Two weeks ago, this quiet cannabis stock broke out of a 3-month base and jumped 17.8% in one day.
That was just the beginning.
The news that sparked that move was related to an announcement that its partner announced and expansion of its consumer CBD e-liquids products.
And this cannabis stock is poised for an even bigger move right now.
The cannabis industry is still in the early stages of growth and maturity, so it’s very hard to predict which companies will survive over the long-term.
As a result, the stock prices are very much driven by dreams and greed. This is where technical analysis works best, and the technical conditions are indicating there’s big potential in this stock right now.

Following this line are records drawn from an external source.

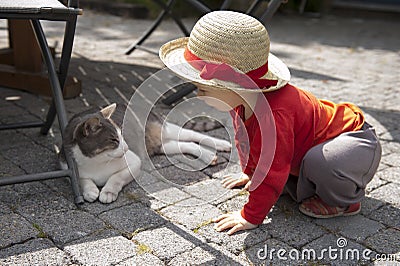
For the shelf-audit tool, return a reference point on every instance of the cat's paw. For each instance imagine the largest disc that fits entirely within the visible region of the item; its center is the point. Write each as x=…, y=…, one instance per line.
x=91, y=195
x=107, y=197
x=223, y=145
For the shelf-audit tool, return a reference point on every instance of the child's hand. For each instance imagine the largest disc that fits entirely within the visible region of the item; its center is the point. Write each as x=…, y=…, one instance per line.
x=235, y=180
x=233, y=220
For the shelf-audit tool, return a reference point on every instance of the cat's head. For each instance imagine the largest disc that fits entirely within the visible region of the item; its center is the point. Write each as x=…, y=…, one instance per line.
x=96, y=133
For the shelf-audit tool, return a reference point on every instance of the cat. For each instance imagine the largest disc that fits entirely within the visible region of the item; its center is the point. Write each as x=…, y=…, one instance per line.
x=104, y=159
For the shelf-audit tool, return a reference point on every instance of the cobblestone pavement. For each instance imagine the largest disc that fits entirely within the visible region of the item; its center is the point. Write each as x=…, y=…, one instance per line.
x=339, y=58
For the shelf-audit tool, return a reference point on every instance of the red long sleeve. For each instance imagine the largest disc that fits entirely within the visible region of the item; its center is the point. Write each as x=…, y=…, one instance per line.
x=301, y=121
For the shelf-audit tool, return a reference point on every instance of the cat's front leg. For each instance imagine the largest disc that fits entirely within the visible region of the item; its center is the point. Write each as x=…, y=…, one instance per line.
x=89, y=188
x=117, y=181
x=114, y=185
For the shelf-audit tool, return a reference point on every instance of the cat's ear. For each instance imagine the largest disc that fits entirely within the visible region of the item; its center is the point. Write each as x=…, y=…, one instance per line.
x=108, y=111
x=91, y=125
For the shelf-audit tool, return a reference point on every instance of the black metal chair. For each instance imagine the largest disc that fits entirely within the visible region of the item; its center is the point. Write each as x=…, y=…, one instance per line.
x=52, y=10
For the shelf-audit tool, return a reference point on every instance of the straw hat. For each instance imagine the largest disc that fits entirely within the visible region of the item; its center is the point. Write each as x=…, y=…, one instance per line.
x=226, y=50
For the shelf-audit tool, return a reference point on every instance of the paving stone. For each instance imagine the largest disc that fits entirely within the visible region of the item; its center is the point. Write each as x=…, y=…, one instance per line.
x=142, y=259
x=231, y=168
x=392, y=159
x=36, y=158
x=375, y=183
x=181, y=177
x=236, y=242
x=391, y=174
x=297, y=230
x=34, y=252
x=206, y=255
x=165, y=194
x=191, y=212
x=353, y=227
x=369, y=205
x=102, y=248
x=10, y=139
x=130, y=194
x=388, y=215
x=16, y=194
x=211, y=191
x=36, y=205
x=386, y=241
x=234, y=204
x=64, y=227
x=266, y=253
x=15, y=229
x=337, y=250
x=146, y=179
x=389, y=147
x=164, y=242
x=8, y=168
x=128, y=219
x=386, y=192
x=160, y=161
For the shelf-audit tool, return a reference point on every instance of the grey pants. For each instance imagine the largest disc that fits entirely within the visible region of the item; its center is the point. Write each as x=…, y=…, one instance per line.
x=339, y=169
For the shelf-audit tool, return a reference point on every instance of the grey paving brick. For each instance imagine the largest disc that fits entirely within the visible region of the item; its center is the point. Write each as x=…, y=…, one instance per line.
x=297, y=231
x=392, y=159
x=386, y=192
x=36, y=205
x=36, y=158
x=386, y=241
x=128, y=219
x=207, y=255
x=146, y=179
x=391, y=174
x=369, y=205
x=375, y=183
x=164, y=242
x=8, y=168
x=181, y=177
x=130, y=194
x=388, y=215
x=236, y=242
x=63, y=227
x=12, y=138
x=211, y=191
x=234, y=204
x=230, y=168
x=339, y=251
x=34, y=252
x=355, y=227
x=142, y=259
x=164, y=194
x=102, y=248
x=191, y=212
x=266, y=253
x=15, y=229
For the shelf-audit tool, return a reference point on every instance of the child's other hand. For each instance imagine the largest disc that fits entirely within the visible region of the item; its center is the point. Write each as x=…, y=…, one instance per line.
x=233, y=220
x=235, y=180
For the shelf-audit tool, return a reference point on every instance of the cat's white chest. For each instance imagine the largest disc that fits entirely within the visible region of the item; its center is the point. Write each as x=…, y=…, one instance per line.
x=98, y=168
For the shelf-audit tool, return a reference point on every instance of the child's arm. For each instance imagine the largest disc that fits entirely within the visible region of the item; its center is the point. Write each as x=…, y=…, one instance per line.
x=265, y=195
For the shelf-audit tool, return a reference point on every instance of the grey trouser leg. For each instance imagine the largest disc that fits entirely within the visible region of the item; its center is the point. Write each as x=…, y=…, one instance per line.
x=339, y=169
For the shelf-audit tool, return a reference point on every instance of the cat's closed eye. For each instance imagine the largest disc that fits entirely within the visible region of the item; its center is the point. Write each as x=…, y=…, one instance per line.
x=114, y=140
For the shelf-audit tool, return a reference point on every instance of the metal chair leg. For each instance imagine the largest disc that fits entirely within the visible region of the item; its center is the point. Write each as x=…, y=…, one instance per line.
x=62, y=71
x=58, y=99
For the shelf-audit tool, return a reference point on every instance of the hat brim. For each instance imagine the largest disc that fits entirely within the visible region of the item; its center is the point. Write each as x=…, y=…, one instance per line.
x=172, y=55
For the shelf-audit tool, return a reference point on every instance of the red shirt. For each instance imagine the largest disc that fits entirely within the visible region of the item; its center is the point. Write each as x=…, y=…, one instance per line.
x=295, y=122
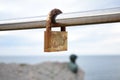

Pyxus Int’l (PYX) has an interesting pattern. In February 2018 it broke out over its 200-day moving average, more than doubled, and then returned back to its breakout level around $14 where it consolidated for several months.
Then in September of 2018 it did it again. It broke out over its 200-day moving average at about $19, quickly doubled, and then retraced all the way back to $12.
After basing out for the last 3 months, the recent news mentioned above was a catalyst that moved the stock out of the base, and now it has just announced earnings.
Yesterday, February 11th, after the market close, PYX announced earnings. Today we should watch how the market reacts to the earnings very closely, because…
The stock is poised to break above its 200-day moving average and the $19 level that has historically been a technically pivotal price point.
The trade opportunity here is to be a buyer if it breaks and holds over $20, with a tight trading stop under $17.
There is resistance at $23, but a good first target is $30 which is a 50% move. A move back to its prior highs would be more than a double.
If you like volatile stocks with big potential upside, this is a good place to look.